Locke recalled a recent series of burglaries in which guns, including an AR-15 rifle, were taken and traded in Burlington and New York for drugs. Vermont’s high rate of gun ownership and its growing demand for drugs has created a regional cycle of supply and demand, Locke said.

After Shumlin’s address, reporters from around the world poured into Vermont. The images of junkies amid the ski slopes and maple farms shocked Americans and rankled many Vermont residents, who saw in these jarring exposes the same outsider meddling that brought the drugs there in the first place.

Few places received more attention than Rutland.

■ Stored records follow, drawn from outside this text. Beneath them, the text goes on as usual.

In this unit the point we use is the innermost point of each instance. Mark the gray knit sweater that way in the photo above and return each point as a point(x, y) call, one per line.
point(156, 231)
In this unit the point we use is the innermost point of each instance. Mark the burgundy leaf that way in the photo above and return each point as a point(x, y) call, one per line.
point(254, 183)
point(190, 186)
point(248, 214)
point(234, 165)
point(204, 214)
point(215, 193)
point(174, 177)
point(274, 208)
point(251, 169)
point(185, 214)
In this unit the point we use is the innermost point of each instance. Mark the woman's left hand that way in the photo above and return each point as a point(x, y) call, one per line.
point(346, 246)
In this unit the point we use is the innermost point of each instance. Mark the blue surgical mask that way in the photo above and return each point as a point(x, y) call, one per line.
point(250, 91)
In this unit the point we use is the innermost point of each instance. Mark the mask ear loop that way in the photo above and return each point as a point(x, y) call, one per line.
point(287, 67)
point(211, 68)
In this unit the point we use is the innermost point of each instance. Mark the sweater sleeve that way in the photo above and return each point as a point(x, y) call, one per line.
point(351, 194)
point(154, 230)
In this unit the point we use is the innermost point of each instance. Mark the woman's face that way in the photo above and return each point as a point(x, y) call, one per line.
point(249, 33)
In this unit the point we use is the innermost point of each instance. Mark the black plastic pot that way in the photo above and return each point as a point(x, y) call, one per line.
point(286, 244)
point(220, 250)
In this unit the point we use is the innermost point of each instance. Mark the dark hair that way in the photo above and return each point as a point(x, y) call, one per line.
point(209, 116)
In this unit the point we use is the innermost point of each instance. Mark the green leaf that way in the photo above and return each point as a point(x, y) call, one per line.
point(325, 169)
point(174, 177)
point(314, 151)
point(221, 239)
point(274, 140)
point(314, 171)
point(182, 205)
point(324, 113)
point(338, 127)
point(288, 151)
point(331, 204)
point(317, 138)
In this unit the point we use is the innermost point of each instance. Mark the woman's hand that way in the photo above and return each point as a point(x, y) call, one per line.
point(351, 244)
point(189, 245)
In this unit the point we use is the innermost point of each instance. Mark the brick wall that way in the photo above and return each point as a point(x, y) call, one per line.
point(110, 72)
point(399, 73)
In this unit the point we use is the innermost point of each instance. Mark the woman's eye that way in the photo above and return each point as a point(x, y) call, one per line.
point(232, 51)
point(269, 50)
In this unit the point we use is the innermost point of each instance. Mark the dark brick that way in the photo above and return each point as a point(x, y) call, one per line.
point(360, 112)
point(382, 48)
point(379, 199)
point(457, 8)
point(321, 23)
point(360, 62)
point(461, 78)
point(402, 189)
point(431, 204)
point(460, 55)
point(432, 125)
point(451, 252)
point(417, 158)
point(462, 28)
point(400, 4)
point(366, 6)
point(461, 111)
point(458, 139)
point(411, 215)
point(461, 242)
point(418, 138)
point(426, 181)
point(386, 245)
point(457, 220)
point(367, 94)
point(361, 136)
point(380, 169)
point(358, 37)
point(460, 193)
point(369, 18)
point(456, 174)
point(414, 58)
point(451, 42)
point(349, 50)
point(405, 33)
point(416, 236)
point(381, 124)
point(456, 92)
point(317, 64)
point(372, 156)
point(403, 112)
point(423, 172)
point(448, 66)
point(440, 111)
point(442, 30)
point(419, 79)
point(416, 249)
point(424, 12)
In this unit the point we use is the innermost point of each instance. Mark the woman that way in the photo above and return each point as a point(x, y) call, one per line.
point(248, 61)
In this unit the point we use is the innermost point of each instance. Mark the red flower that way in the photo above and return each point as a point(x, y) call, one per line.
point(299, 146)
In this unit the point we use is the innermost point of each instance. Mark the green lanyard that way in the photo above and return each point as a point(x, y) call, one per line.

“When I arrived, things were really blowing up here — prescription drugs, heroin, opiate addiction was just going nuts,” said Police Officer Jon Dickerson. He said he moved to the city in 2010 after working for more than a decade in a Houston neighborhood, where violence and drugs were “a way of life.”

“Here, it’s smaller, it hits close to home,” Dickerson said. “People actually care.” He said the department was “consumed” with phone calls about thefts, overdoses, suspicions of drug-related activity in neighbors’ homes.

Rutland authorities have hope in Project Vision, a new coalition of law enforcement, social services and local developers that state officials have hailed as a model.

Arrests now lead to interventions, Tucker said. Team members work with families to provide long-term housing, employment and sobriety support. One Project Vision unit is studying burglaries and foreclosures as part of an effort to rehabilitate the area.

Shumlin has directed money to Rutland for an intervention program; the city’s lone methadone clinic is expanding to accommodate hundreds more people.

Still, addicts face innumerable “hurdles and barriers” to sobriety — and, for that matter, gainful employment and staying out of jail, said Prudence Pease, a case manager for Project Vision. She described her work with families as a constant uphill battle. And there are many more addicts than she can help.

“Maybe it’s just because I’m looking for it,” Pease said, “but I see it everywhere.”